Munyukimanatsa was also out on his own if anything went wrong and he had no means of paying for a domain name.

Rather than using these factors as an excuse not to get the project going, he set himself up in an internet café, got a friend to buy a domain name for him and chose his webhost based on a Google search.

Munyukimanatsa says the idea for a hip hop aggregator came to him because of frustration with existing hip hop sites:

I visit a lot of hip hop sites and sometimes a site might have one good story or content. I decided to build a hip hop link aggregator with social networking features.

After three weeks of working mainly at night, because “during the day [there] would be no power most of the time”, the young coder had a working prototype.

After a few hiccoughs, the site finally went live.
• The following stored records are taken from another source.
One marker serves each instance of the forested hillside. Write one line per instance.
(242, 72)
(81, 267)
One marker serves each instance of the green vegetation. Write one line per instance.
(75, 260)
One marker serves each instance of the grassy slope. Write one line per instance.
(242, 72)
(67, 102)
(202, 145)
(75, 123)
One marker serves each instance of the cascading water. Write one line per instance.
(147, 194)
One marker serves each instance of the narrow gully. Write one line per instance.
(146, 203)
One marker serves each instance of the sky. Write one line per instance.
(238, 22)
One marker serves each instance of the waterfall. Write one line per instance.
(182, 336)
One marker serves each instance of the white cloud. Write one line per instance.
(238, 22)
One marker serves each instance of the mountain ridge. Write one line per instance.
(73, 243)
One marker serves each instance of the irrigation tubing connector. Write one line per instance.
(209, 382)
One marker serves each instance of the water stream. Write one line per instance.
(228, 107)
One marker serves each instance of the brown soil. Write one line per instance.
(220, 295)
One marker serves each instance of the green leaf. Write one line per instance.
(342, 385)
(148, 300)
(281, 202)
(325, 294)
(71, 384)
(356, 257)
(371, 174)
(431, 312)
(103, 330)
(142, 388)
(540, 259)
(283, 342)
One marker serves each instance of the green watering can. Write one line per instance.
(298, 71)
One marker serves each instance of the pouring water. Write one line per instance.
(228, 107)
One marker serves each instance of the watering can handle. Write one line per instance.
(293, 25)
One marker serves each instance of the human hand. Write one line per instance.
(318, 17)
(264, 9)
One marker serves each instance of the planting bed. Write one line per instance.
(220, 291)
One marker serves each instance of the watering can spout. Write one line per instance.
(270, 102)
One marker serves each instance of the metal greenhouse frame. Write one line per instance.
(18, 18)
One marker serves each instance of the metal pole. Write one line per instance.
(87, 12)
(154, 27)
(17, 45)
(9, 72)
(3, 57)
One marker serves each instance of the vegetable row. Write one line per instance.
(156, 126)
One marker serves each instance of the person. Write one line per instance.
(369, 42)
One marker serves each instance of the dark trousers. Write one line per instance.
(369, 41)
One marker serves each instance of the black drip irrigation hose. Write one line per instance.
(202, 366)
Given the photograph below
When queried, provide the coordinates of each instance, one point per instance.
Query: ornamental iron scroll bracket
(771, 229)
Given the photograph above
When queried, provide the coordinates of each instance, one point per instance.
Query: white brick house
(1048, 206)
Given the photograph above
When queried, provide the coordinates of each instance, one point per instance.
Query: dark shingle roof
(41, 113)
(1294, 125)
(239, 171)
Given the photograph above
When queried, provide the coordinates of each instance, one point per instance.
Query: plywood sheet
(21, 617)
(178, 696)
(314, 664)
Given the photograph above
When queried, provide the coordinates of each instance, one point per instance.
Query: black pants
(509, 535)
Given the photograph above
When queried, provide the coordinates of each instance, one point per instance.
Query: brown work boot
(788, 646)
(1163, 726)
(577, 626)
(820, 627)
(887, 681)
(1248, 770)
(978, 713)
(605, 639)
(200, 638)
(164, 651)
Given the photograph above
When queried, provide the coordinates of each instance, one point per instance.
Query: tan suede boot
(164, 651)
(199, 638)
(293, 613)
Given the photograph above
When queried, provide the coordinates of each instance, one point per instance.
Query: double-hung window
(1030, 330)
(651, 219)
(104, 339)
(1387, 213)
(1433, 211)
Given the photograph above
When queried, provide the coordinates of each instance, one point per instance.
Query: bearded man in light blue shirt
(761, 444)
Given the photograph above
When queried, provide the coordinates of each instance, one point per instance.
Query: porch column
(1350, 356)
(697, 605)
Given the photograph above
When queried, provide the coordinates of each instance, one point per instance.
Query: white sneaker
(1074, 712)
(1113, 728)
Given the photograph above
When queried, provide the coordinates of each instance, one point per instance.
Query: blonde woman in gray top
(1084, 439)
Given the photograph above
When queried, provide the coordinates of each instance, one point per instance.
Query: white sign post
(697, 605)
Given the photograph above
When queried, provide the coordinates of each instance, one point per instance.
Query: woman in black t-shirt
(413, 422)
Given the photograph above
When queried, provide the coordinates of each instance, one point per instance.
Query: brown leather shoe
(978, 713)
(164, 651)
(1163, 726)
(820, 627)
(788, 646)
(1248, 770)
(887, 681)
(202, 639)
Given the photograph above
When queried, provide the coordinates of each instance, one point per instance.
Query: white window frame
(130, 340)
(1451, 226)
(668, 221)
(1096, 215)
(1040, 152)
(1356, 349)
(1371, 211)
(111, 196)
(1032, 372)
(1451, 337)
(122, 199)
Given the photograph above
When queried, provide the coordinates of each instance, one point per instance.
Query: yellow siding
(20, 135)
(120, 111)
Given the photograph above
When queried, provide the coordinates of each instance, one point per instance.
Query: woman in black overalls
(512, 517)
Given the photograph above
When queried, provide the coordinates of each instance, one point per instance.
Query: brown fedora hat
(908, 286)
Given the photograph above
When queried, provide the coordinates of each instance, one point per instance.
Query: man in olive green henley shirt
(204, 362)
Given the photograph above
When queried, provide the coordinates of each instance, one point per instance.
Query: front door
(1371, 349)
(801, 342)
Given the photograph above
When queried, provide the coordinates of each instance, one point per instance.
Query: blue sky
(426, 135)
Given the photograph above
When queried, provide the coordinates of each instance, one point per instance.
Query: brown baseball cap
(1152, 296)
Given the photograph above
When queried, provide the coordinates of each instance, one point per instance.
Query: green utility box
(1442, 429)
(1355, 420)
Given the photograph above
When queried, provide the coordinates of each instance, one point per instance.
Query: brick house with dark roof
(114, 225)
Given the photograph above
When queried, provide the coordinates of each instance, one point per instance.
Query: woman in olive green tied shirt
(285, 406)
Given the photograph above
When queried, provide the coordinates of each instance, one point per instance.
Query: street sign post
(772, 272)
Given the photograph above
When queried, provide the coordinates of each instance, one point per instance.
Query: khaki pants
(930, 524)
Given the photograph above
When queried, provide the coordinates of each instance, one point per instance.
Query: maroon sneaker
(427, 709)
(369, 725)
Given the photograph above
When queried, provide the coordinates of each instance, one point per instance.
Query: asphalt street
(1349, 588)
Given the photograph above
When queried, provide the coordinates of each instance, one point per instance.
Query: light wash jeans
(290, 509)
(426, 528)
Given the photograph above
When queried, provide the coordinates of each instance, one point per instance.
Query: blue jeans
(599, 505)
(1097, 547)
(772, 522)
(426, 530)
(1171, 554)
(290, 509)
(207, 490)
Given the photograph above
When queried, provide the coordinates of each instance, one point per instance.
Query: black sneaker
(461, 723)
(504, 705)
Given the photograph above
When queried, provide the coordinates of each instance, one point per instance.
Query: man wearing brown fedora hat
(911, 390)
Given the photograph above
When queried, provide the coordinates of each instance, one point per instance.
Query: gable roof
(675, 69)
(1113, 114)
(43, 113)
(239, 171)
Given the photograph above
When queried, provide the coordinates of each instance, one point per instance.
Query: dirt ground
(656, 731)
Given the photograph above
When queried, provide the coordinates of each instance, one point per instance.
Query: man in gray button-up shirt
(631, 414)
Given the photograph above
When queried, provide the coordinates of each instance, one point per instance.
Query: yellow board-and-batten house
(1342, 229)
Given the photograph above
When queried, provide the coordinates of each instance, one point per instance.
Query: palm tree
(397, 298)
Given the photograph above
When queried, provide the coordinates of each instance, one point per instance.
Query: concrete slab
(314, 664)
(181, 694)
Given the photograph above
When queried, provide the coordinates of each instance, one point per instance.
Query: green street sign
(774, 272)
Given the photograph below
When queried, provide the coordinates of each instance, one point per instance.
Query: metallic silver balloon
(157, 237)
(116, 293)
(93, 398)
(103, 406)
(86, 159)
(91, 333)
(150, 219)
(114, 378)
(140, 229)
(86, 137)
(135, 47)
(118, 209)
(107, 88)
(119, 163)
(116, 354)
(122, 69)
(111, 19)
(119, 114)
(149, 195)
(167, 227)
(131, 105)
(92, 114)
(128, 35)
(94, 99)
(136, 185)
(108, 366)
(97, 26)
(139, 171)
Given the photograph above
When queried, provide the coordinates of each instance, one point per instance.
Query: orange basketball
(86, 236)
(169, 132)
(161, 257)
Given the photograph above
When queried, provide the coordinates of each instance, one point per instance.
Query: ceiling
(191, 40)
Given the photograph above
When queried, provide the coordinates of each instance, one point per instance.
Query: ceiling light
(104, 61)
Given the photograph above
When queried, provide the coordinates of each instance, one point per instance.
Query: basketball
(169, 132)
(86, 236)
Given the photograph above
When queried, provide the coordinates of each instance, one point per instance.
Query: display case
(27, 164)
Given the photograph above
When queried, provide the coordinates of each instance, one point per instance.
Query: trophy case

Other than a few posts on social media and online classified sites Munyukimanatsa didn’t do all that much promotion, saying he was “just looking for feedback and was not expecting a lot of traffic”.

A week after launching, the site was getting around 500 unique hits a day and its creator was getting business proposals and offers to freelance on other people’s projects. Not bad for an unemployed Information Systems graduate, who thought his best hope of employment lay with big mining firms.

Munyukimanatsa says the most difficult part of building mixdem was integrating social media. Hardly surprising since the site includes features such as “voting on content that you like, [you] could follow people like on Twitter, share your thoughts, comments, algorithms to rate content and messages between members.”

The comments on Hacker News are generally positive, with some suggesting improvements for the site and others saying that they would be using Munyukimanatsa as an inspiration for others.